Die Konzerte der Jeunesse sind, weil Aboveranstaltungen, sehr gut besucht. Davon profitieren Veranstalter und natürlich auch die Künstler. Im ersten Set haben alle ein wenig unter einer etwas steifen und reservierten Haltung des Publikums gelitten (wahrscheinlich geprägt durch ausdauernde Lektüre der Tageszeitung 'Die Presse'). Man wußte noch nicht so richtig, ob es erlaubt sei die pointierten Ansagen Rudi Mahalls ernst zu nehmen, das heißt: nicht wirklich ernst, ob er vielleicht nur Unsicherheiten (wegen Probenmangels) der Band 'überreden' wollte oder ob es Teil der Aufführungspraktik dieser Kultband aus Berlin ist, sich dergestalt auf der Bühne zu präsentieren.
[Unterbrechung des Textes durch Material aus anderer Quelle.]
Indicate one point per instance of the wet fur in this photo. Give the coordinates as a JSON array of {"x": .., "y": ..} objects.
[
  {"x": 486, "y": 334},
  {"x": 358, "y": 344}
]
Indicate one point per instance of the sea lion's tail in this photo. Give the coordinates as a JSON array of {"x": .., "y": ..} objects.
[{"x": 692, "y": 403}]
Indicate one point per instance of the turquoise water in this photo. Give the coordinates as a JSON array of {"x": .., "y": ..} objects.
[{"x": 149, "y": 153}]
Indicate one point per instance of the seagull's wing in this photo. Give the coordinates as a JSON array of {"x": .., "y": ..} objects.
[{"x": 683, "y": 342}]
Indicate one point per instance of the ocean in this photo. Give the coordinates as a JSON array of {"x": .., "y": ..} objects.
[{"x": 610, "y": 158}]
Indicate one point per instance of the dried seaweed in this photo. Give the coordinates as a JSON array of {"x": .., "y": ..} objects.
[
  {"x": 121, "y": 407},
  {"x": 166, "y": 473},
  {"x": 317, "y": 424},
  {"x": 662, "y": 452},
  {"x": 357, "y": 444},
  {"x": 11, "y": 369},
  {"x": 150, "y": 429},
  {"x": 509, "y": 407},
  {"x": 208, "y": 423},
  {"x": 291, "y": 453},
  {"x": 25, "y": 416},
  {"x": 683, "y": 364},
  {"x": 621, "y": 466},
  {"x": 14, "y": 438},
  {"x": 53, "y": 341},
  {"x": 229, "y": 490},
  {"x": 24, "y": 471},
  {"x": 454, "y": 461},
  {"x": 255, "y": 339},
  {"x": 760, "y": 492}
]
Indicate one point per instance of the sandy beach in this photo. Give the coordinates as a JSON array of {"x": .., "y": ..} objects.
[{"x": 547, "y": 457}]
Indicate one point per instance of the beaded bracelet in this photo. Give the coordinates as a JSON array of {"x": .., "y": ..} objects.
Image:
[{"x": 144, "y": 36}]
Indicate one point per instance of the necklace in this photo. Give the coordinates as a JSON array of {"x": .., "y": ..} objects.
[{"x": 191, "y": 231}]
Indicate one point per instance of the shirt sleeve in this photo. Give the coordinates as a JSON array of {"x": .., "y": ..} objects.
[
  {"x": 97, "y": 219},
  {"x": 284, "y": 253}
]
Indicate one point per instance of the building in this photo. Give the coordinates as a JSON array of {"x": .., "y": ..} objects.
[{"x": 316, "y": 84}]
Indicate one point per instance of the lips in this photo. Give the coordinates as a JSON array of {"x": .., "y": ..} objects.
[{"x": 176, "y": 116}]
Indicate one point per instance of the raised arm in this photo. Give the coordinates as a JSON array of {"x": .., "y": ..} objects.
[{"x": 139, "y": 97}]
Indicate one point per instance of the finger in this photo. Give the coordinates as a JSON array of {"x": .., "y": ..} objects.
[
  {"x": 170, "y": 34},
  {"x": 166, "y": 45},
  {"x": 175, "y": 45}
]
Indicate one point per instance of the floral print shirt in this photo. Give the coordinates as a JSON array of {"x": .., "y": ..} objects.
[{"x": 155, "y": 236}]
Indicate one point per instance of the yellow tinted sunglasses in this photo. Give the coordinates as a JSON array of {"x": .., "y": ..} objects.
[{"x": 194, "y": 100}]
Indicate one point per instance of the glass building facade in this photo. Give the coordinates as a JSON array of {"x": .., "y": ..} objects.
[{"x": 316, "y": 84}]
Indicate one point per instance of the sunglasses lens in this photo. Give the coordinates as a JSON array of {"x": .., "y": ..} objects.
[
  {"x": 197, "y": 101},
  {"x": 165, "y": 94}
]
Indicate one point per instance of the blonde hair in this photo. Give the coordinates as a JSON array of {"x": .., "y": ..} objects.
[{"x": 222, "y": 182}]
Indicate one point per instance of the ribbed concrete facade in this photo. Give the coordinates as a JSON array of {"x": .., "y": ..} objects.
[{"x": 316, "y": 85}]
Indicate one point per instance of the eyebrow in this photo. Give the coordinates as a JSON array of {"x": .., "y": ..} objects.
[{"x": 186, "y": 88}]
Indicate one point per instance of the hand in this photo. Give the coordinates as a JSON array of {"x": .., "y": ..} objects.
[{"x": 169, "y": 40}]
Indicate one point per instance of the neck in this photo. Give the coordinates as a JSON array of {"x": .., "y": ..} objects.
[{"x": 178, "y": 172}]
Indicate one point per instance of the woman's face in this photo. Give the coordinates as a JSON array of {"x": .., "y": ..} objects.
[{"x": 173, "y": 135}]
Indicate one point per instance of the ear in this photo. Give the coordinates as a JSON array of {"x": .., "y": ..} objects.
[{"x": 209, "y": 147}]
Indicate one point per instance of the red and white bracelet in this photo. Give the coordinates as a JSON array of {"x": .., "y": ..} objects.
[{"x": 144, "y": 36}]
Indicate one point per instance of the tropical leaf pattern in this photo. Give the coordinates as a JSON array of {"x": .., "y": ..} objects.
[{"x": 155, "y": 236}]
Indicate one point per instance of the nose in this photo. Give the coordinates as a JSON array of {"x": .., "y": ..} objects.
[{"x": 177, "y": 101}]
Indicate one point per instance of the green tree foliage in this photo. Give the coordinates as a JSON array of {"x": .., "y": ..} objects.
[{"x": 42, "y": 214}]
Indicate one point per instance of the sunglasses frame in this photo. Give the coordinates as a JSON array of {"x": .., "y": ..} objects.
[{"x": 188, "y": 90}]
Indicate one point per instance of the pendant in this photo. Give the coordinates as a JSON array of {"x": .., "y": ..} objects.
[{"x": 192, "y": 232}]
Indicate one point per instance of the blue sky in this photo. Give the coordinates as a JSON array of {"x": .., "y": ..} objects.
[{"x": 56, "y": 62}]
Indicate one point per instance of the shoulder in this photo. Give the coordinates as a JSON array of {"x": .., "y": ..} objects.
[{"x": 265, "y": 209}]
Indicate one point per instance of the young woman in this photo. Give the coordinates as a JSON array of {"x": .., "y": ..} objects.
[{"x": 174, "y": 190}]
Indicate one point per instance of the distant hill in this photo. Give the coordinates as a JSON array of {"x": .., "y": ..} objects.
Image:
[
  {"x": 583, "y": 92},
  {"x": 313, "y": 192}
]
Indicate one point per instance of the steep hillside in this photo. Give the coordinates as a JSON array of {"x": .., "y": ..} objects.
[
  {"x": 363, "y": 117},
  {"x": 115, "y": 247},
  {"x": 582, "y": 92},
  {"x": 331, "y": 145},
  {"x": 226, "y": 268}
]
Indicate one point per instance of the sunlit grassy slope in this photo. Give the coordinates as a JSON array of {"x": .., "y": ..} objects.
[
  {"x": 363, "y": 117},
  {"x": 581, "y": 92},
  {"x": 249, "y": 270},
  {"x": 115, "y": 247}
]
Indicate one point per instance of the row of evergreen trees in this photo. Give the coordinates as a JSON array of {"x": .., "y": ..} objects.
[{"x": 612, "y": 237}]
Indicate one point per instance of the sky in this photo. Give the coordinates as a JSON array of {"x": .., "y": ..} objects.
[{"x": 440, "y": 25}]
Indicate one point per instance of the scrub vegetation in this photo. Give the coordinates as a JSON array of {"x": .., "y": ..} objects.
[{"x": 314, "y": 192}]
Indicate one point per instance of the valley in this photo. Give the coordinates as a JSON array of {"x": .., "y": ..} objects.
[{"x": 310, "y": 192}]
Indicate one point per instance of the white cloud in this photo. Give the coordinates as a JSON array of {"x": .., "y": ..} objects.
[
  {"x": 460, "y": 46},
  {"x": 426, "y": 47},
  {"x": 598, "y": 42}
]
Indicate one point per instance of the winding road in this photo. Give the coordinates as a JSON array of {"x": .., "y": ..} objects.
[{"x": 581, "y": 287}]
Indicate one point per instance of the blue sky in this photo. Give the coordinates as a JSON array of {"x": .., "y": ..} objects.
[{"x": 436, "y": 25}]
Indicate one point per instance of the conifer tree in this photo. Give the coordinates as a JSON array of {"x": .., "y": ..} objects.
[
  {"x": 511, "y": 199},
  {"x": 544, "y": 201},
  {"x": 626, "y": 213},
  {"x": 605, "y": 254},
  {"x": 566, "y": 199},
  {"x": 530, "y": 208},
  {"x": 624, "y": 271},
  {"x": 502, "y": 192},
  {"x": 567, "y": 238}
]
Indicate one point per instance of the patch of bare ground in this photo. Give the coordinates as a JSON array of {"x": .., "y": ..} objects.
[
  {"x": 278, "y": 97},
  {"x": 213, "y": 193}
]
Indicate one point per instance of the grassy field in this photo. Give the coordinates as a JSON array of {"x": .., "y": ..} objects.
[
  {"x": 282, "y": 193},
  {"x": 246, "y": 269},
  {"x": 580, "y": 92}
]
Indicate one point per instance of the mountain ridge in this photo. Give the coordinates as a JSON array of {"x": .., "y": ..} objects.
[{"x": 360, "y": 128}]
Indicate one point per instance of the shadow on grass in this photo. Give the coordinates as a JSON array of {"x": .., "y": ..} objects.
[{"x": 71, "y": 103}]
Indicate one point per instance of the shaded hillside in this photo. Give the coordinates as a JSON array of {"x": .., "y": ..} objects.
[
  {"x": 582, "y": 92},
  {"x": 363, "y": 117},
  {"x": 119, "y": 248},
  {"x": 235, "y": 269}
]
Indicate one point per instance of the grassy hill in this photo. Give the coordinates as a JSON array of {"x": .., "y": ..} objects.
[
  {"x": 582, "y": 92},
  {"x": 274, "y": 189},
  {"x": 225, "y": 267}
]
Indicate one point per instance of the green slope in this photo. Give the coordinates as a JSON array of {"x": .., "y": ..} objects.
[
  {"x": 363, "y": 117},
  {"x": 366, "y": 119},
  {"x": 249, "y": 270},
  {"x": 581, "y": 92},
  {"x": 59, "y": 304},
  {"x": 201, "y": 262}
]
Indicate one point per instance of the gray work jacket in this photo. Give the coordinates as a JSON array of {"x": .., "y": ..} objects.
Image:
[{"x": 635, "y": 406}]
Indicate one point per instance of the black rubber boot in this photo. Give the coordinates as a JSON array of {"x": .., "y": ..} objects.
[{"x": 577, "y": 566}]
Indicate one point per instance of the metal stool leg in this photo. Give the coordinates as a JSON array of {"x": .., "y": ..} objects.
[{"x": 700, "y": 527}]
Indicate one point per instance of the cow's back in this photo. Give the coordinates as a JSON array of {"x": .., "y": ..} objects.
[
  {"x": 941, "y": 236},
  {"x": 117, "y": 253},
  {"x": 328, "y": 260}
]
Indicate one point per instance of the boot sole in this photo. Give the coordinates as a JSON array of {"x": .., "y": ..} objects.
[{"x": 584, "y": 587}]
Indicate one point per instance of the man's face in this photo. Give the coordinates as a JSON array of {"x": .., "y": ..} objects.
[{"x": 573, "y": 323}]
Der Berliner Humor dieser eingespielten Band war jedoch auch musikalisch hörbar und das führte dann im zweiten Teil des Konzertes zu einer besseren Interaktion zwischen Band & Publikum. Diese Kauzigkeit, das prinzipielle Mißtrauen gegenüber dem Gewohnten, nahe der Anarchie, taten den kurzen Stücken, offenbar streng notiert (man stritt sich sogar um die Noten oder auch wieder nicht...), gut. Obwohl, es kam im ersten Teil nie die entspannte Stimmung auf, die diese Musik verdient und sich normalerweise auch einstellt, wenn Mahall & Co loslegen. Es klang als wollte die 'Enttäuschung' uns durch Konzeptstücke, eilig (Running Gag, die Frage nach der Uhrzeit) durch den Abend führen. Der zweite Set war dann weniger kopflastig. Endlich waren auch größere Spannungsbögen zu hören; das Publikum goutierte die Flapsigkeit und die zappeligen Entertainerqualitäten der Gruppe und wurde dafür mit einem wunderbaren Konzert belohnt. Man bekam eine Ballade zu hören, die keine Ballade war aber wie eine Ballade klang. Ein Stück hieß 'Selbstkritik No.2'
und stellte den Bassisten Jan Roder in den Mittelpunkt des musikalischen Geschehens. Die groovigen längeren Titel vermittelten ein weniger stressiges und spannenderes Hörerlebnis. Schade, daß das Versprechen der Band, Titel am Ende des Programms zu wiederholen, nicht verwirklicht wurde und so der Höhepunkt, nämlich das Stück 'Wer kommt mehr vom Sozialamt' nur einmal zu hören war. Ist aber bestimmt auf dem nächsten Tonträger der Band, versprach ein gut gelaunter Rudi Mahall.